A workplace should be a place where people want to be. Cognizant chose a location in Spitalfields to be close to clients. “It’s right at the edge of Shoreditch,” Tonks says, referring to a hip neighborhood that attracts creatives. “And we’ve got easy access across the city, with the Elizabeth line. It was really important to get the best commute for people that we could.”

People sit individually or in small groups at enclosed booths.
The design provides a variety of settings for different work styles, from open public areas to private, soundproof booths. These café tables present a happy medium.
Photo: Ed Reeve

Working with a London-based team of designers, the company conceived a three-floor headquarters created, Tonks says, to support talent attraction and retention.

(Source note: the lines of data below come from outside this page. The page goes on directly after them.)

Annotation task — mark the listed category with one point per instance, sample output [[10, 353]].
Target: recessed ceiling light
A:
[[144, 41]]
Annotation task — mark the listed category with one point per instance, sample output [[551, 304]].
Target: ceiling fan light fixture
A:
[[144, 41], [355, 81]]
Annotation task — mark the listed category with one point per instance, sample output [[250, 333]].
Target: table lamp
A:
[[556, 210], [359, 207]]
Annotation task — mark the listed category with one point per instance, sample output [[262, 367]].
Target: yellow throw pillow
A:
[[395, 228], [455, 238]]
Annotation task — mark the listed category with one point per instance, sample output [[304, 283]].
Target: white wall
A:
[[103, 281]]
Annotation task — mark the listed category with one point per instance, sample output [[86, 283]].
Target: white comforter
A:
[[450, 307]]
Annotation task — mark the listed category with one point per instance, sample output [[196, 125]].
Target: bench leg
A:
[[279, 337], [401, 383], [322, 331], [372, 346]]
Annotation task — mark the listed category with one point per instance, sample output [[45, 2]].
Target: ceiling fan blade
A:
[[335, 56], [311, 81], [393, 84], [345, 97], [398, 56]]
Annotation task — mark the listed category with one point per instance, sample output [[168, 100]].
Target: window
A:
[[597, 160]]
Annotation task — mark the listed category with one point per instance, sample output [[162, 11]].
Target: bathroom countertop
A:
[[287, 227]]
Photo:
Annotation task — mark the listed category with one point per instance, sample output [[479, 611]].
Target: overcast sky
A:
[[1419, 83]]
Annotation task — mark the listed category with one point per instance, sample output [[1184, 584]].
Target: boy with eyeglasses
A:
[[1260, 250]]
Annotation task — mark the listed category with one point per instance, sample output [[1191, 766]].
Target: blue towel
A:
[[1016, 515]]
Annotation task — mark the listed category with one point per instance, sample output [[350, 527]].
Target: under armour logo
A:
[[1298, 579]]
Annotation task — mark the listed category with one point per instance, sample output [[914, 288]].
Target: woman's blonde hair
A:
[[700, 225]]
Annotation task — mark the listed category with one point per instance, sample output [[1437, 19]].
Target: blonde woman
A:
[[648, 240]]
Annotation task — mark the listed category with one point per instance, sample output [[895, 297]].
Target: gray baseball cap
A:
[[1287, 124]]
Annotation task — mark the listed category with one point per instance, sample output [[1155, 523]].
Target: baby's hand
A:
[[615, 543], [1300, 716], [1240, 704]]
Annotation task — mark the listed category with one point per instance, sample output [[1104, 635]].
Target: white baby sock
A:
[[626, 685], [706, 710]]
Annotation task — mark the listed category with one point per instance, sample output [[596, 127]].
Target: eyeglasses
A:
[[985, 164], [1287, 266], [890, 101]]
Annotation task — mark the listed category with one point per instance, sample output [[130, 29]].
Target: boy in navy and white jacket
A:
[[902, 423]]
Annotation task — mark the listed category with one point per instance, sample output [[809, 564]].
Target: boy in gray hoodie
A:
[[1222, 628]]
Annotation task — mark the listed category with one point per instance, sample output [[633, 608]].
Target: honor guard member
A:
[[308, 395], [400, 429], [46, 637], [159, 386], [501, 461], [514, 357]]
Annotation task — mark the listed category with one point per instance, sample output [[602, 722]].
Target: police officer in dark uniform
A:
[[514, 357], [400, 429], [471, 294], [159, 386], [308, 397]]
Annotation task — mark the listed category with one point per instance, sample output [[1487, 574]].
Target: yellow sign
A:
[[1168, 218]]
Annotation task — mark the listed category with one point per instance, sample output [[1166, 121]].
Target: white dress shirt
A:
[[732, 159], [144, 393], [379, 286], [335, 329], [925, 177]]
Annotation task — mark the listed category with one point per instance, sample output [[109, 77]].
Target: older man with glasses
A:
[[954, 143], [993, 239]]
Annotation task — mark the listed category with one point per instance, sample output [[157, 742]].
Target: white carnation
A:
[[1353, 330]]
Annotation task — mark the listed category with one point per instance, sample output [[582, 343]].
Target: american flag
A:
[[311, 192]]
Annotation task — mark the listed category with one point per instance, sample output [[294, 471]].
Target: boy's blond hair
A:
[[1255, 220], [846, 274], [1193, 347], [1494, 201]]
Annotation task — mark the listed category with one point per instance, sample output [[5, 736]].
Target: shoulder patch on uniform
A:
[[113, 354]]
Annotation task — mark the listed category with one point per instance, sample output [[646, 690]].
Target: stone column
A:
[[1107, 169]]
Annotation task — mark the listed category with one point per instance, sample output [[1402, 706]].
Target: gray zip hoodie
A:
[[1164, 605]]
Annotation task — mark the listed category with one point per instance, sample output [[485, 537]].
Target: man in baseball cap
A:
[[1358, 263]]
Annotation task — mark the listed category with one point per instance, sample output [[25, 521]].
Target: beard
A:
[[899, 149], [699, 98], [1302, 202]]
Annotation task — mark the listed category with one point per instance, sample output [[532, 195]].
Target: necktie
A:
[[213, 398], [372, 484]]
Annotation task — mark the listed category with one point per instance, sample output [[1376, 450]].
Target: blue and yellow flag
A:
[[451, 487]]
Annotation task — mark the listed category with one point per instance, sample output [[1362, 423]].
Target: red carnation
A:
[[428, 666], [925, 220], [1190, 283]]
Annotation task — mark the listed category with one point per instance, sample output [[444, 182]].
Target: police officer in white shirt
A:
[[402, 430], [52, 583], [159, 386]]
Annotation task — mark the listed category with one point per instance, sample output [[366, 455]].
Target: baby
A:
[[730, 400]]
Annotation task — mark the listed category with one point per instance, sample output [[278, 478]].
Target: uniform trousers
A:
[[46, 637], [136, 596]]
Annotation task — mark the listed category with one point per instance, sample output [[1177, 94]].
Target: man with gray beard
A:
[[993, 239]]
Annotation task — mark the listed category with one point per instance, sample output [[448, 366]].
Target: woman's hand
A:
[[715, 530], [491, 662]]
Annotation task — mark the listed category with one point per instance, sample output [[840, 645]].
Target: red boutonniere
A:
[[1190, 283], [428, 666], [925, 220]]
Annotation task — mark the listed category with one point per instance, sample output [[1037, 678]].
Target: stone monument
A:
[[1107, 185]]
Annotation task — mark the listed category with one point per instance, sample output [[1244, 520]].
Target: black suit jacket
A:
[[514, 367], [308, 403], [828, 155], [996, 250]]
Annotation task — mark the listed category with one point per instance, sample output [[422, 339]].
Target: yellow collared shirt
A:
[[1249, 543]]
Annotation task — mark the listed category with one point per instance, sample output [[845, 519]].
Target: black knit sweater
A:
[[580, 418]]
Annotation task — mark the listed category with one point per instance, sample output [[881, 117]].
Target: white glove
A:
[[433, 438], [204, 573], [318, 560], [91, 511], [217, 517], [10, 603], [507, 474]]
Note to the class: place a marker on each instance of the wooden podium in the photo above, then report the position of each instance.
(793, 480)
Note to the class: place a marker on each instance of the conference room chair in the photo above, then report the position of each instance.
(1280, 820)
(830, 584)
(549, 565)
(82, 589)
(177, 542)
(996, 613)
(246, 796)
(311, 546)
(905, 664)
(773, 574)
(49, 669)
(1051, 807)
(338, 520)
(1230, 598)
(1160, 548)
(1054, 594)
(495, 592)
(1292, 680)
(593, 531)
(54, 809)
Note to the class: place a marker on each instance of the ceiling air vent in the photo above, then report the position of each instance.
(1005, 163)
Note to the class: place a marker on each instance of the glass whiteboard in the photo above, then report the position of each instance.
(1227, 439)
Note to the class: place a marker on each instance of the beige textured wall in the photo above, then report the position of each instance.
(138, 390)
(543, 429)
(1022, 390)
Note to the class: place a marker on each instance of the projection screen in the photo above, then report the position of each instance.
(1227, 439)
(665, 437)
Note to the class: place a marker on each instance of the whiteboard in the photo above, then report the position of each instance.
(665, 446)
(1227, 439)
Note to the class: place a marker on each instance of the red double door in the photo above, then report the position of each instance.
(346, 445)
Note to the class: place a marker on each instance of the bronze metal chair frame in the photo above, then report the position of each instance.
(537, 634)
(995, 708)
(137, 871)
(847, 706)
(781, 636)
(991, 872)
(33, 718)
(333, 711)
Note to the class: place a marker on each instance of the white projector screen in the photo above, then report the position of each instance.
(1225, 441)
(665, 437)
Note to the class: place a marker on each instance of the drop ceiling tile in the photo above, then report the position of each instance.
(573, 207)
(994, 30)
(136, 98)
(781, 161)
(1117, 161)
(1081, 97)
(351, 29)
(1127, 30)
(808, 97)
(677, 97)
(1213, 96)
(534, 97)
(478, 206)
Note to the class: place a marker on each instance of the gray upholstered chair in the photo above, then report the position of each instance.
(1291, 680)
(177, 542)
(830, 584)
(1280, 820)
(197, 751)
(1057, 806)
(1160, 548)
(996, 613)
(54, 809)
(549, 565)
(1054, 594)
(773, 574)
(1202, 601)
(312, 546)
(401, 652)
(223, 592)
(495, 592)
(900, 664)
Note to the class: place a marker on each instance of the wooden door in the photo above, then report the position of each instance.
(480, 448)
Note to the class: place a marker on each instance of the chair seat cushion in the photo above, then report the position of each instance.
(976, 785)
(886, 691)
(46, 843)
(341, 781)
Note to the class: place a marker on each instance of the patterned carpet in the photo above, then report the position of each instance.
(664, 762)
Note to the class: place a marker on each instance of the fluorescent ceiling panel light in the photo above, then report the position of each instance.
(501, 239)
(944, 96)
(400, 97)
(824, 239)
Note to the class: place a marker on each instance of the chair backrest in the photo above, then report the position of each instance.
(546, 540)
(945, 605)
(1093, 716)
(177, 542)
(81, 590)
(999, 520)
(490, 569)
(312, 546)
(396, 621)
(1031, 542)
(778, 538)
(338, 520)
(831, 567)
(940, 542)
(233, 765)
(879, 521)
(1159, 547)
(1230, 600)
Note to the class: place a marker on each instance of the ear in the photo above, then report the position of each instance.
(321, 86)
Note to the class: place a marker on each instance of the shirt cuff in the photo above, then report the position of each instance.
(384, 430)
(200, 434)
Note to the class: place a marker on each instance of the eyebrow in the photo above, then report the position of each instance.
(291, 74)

This meant incorporating the best strategies for individual and collaborative working: Soundproof pods replicate the focused intimacy of working from home, and tables sized for paired conversation anchor small meeting rooms. “Just to be able to close the door and be in your own space, rather than an open space, is really beneficial,” she says. “People still need to find the quiet time they need.” But they also want community. Circulation paths create possibilities for intentional coincidences via open labs and communication visibility.

Larger meeting spaces, with adjoining and flexible desking and lockers, can be booked in advance, and their whiteboards can be rolled into storage. “It was intentional to not allocate spaces to any of the business units or teams, but to make them as usable as possible for everybody,” she says. Teams can book rooms for an entire day, and even the boardroom is uniquely flexible: It can turn into a workshop with a flip of its bespoke table.

The project was built to BREEAM Outstanding and WELL Platinum standards. “That was particularly important to recent grads and other early-career recruits,” Tonks says. “It was important to practice what we preach on that front and invest in the right sort of space.”

One strategy involved furnishings. The design team piloted new furniture in Cognizant’s previous location in Paddington, incorporating workers’ feedback via QR code. The most successful new pieces were then mixed with existing furnishings from the various offices, resulting in an environmentally friendly 40% reuse rate and ensuring the new workplace felt both familiar and fresh.

But the new headquarters’ most successful feature might just be its most public. On the fifth floor, a flexible event space allows Cognizant to transition from renting venues to hosting in-house. “It’s off the charts in terms of utilization,” Tonks says. “To be able to bring people, whether they’re clients or industry colleagues, into our space to showcase our way of working makes a world of difference.”

The best workspace, then, isn’t just an office in the right part of town. It’s a place you want to show off and share.